Comment Re:The hell is a proxy fight? (Score 2) 136

This is the way it works for many companies:

In theory every shareholder gets a vote. One vote per share. Now here's the trick. In order to vote you have to come to a shareholder meeting, which is often deliberately scheduled on a Wednesday somewhere that's expensive to get to or stay at. This is done deliberately to make it a pain for those people who only own a few shares to vote for things.

Now what shareholders can do is let someone vote for them. That person is their "proxy" or representative. Almost always these proxies don't just represent one person, but rather an entire faction. So, you have each of the factions competing to get shareholders allow them to act on their behalf. Now it sounds like a representative democracy, but what really happens is the big players game the system. That's why shareholder meetings are made as annoying to attend as possible, and there's nothing like a mail in ballot.

TLDR:
Theory is shareholders (vote on) -> board members (select)-> company CEO/President
Reality is shareholders (give power to)-> proxies (vote on) -> board members (select)-> company CEO/President

Knowing this a proxy fight is merely trying to sway shareholders and proxies to your way of thinking.

Comment Re:Microsoft's "me too!" (Score 4, Informative) 98

After betraying their customers for years by doing stupid shit like uploading their encryption keys to OneDrive by default, Microsoft wants to jump in on the fame and honor that Apple is getting for refusing to make malware in order to unlock a terrorist's iPhone. Hurray, off-shore data lodging! Ultimately though this'll mean nothing but a teeny bit more latency for PRISM, which Microsoft has oh-so-willingly cooperated with the NSA to power for years.

Not quite. This thing is a response to: https://en.wikipedia.org/wiki/...

Basically, Microsoft has been fighting this case for years now. If the US wins, then it can mandate that Microsoft must turn over data anywhere in the world with just a warrant. That doesn't pass muster with EU laws. So, if the US wins, then all of a sudden it becomes illegal for an EU business to use any Microsoft cloud service, or at least extremely risky for them to do so.

This new service is something where they can tell the US government, "We phisically can't do that." Just like how Apple will probably push out an IOS upgrade that prevents flashing new firmware to a phone while locked without wiping the device.

Comment Re:So the vulnerability is the updating mechanism? (Score 2) 401

Ehh, who needs mod points.

Take a look at this link: https://www.techdirt.com/artic...

The gist is that iPhone's "Secure credential storage" firmware is part of the regular firmware, and can be updated without authentication. It just has to be signed by Apple. I will agree that a much better model would be a fully seperate chip that requires authentication, or a wipe to update the firmware. Unfortunately, it looks like Apple didn't want to do things properly.

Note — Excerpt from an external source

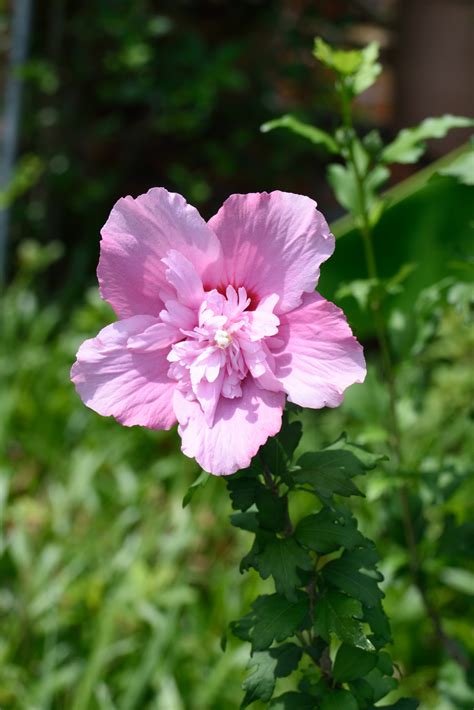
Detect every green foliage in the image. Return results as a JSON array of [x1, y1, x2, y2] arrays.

I'm not sure what you're talking about for the second part. The changes the FBI is asking for are pretty simple. Disable the auto wipe after 10 bad attempts, and remove the delay between password retries. With both of those removed brute forcing the password is easy. The truth is those changes are trivial. Since they have the source code, all Apple hase to do is comment out two lines. The BIG IMPORTANT PART is the new firmware requires Apple to sign it to run.